# Fainters



## DebMc (Dec 11, 2009)

In kids, does the level of myotonia increase as they mature? :whatgoat: Does anyone know?

The reason I ask is, my buckling is more myotonic now than when I brought him home a month ago. Doesn't make much sense. Now that he's settled in and used to us all, it seems like he shouldn't startle as often. But it's the intensity that has increased, which in turn makes the episodes more noticeable. When he startles now, he falls over and faints. Before he just became stiff legged. Is this increase in intensity normal?

I also have this buckling's sister. Her level of myotonia hasn't really changed. She just gets a bit stiff legged and stalls, and has since day 1. Do bucks tend to be more myotonic than the does? Just curious. I'm new to fainters.

One thing I do like about the fainting is that once the buckling falls over, he's all mine. :laugh: I can pick him right up and brush him and hug him and spritz his coat w/herbal fly repellent. he, he, he! Sure a lot easier than having to catch or lure him w/peanuts. Figure I might as well take advantage of the fainting spells while he's still small enough to pick up and hold. :wink: 

Deb Mc


----------



## KW Farms (Jun 21, 2008)

I'm pretty sure they show more myotonia as kids and as they grow and mature it gradually decreases...though not all are the same.

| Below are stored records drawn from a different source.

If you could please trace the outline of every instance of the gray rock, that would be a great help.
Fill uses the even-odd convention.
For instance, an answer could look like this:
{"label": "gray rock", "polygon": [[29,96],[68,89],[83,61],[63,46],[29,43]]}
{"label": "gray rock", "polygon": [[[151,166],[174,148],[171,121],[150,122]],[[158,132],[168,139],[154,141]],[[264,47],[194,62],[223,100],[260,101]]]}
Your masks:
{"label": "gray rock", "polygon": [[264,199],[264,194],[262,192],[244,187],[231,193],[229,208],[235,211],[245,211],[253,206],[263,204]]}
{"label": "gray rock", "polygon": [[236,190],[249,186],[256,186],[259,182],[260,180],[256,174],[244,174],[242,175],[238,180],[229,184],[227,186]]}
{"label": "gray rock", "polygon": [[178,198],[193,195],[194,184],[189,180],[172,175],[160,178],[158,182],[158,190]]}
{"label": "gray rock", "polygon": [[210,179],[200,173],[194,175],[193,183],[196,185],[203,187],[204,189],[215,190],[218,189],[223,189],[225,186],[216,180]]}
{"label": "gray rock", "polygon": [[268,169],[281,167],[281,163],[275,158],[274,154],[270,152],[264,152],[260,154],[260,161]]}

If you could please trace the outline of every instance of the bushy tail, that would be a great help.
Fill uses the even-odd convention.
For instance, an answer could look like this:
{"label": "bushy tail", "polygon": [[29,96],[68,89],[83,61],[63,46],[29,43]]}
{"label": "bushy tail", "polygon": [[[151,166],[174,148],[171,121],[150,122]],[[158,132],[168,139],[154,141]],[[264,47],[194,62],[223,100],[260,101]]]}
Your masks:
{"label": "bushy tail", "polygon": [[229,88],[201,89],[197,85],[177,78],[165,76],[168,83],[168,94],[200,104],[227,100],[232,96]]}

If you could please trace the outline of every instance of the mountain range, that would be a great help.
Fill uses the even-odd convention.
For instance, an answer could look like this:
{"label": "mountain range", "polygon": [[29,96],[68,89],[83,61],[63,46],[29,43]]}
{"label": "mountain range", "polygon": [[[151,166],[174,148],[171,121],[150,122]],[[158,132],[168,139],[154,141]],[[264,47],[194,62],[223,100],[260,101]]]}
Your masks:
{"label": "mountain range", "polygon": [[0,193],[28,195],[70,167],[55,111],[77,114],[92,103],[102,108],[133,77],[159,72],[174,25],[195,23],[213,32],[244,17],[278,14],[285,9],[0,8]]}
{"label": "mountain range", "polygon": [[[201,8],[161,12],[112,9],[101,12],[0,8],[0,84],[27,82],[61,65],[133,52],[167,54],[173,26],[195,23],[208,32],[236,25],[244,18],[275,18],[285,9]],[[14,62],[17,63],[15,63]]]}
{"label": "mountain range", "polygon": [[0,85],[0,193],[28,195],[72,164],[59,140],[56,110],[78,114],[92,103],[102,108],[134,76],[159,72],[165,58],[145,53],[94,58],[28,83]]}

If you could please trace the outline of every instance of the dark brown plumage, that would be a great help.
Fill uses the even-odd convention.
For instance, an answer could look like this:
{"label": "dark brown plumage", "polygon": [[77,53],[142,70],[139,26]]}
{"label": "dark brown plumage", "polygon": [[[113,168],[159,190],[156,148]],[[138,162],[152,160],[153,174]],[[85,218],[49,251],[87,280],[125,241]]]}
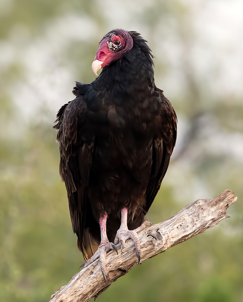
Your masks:
{"label": "dark brown plumage", "polygon": [[91,84],[77,82],[76,98],[62,107],[54,127],[73,229],[86,260],[100,242],[102,217],[108,215],[112,242],[123,209],[129,230],[144,221],[175,143],[176,116],[155,86],[146,42],[133,31],[105,36],[92,65],[101,73]]}

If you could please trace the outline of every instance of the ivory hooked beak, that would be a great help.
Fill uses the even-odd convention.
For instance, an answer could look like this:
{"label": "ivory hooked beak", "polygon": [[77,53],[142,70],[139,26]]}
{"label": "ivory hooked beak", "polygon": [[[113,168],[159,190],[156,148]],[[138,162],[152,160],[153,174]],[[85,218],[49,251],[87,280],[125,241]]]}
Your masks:
{"label": "ivory hooked beak", "polygon": [[92,69],[92,71],[96,76],[97,72],[101,68],[101,65],[103,64],[103,62],[101,61],[99,61],[99,60],[95,60],[92,63],[91,68]]}

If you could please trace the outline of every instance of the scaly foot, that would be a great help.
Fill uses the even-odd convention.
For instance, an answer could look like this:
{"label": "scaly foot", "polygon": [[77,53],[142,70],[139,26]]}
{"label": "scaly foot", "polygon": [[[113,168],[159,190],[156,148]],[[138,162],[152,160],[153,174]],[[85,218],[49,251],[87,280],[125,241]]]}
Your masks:
{"label": "scaly foot", "polygon": [[115,251],[118,255],[118,253],[117,252],[117,250],[114,244],[112,242],[109,242],[108,240],[105,241],[103,240],[103,242],[100,243],[100,244],[98,248],[98,250],[93,255],[80,265],[79,269],[80,269],[81,267],[86,267],[86,266],[87,266],[88,265],[92,263],[99,257],[99,262],[100,265],[101,273],[106,281],[106,281],[107,274],[106,268],[106,253],[112,249]]}
{"label": "scaly foot", "polygon": [[[126,214],[125,213],[125,215]],[[144,221],[140,226],[139,226],[137,229],[132,230],[130,230],[128,228],[126,223],[123,223],[123,222],[122,220],[121,226],[117,231],[115,240],[114,240],[114,244],[116,245],[120,243],[121,250],[122,252],[122,249],[124,247],[126,240],[129,238],[131,238],[134,243],[136,256],[137,257],[138,264],[139,264],[140,262],[141,248],[140,247],[140,242],[138,238],[137,233],[140,231],[143,230],[147,226],[150,225],[152,224],[150,221],[146,220]]]}

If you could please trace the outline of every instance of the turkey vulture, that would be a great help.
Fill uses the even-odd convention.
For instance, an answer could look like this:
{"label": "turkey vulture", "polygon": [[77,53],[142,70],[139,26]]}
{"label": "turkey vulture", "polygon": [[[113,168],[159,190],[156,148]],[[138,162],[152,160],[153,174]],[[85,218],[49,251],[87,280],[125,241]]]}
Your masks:
{"label": "turkey vulture", "polygon": [[90,84],[76,82],[58,130],[59,172],[67,191],[73,231],[86,266],[150,223],[144,216],[166,172],[176,137],[176,115],[155,86],[153,56],[135,31],[112,31],[102,39]]}

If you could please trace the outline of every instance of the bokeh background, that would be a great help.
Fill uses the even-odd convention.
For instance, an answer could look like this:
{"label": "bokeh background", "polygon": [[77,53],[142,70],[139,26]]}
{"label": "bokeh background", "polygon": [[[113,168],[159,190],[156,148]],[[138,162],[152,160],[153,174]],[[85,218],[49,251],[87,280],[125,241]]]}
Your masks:
{"label": "bokeh background", "polygon": [[49,301],[83,259],[72,233],[52,129],[90,82],[101,38],[140,32],[178,140],[147,218],[162,221],[225,189],[232,217],[134,268],[98,299],[243,301],[243,2],[241,0],[0,0],[0,300]]}

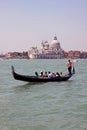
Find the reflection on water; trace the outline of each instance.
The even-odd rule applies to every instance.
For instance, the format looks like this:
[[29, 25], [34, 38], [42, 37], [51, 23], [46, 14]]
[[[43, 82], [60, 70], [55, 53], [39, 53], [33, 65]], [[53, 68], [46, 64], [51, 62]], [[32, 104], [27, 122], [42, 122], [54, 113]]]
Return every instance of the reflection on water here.
[[18, 85], [18, 86], [15, 86], [14, 87], [14, 90], [15, 92], [22, 92], [22, 91], [27, 91], [27, 92], [31, 92], [32, 91], [32, 88], [34, 86], [38, 86], [38, 85], [42, 85], [42, 84], [45, 84], [45, 83], [39, 83], [39, 82], [32, 82], [32, 83], [26, 83], [24, 85]]

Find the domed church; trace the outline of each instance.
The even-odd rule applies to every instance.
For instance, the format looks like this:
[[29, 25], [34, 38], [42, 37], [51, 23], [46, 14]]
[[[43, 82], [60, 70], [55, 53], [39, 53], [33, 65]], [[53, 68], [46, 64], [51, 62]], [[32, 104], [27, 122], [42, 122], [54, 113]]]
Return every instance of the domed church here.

I'm no expert on Fainters though.


----------



## Calico Patch Farm (Mar 8, 2011)

We had a buck once that was born here that did the same. He wasn't as intense, but it seemed like it happened more and more often. He is the only real fainter I have ever owned so I don't know if it is normal or not.


----------



## DebMc (Dec 11, 2009)

Well, here it seems the level of myotonia increases as the kids mature. Of the 3 MSFGA kids I have, two (buckling and unrelated doeling) have increased and one (sister to the buckling) has remained the same. :kidblue: :kidred: :kidred: 

Yesterday, Dove fell head over heels. Silly girl scared herself somehow when running in zoomie mode. She's so self-confident and so everything friendly that I'm surprised she faints at all. :crazy:

Deb Mc


----------



## DebMc (Dec 11, 2009)

I asked my buckling's breeder about it and here's the explanation she provided:

"I thought something was wrong with <their dam> when she first really started fainting strongly because she was SO stiff but as strange as it sounds its like her myotonia just turned on strong when she hit about 1.5 yrs old. It seems that some of them (when they are new to a situation) don't faint because they are always on guard but once they become comfortable with people and surroundings they stiffen up more often."

Makes sense!

Deb Mc


----------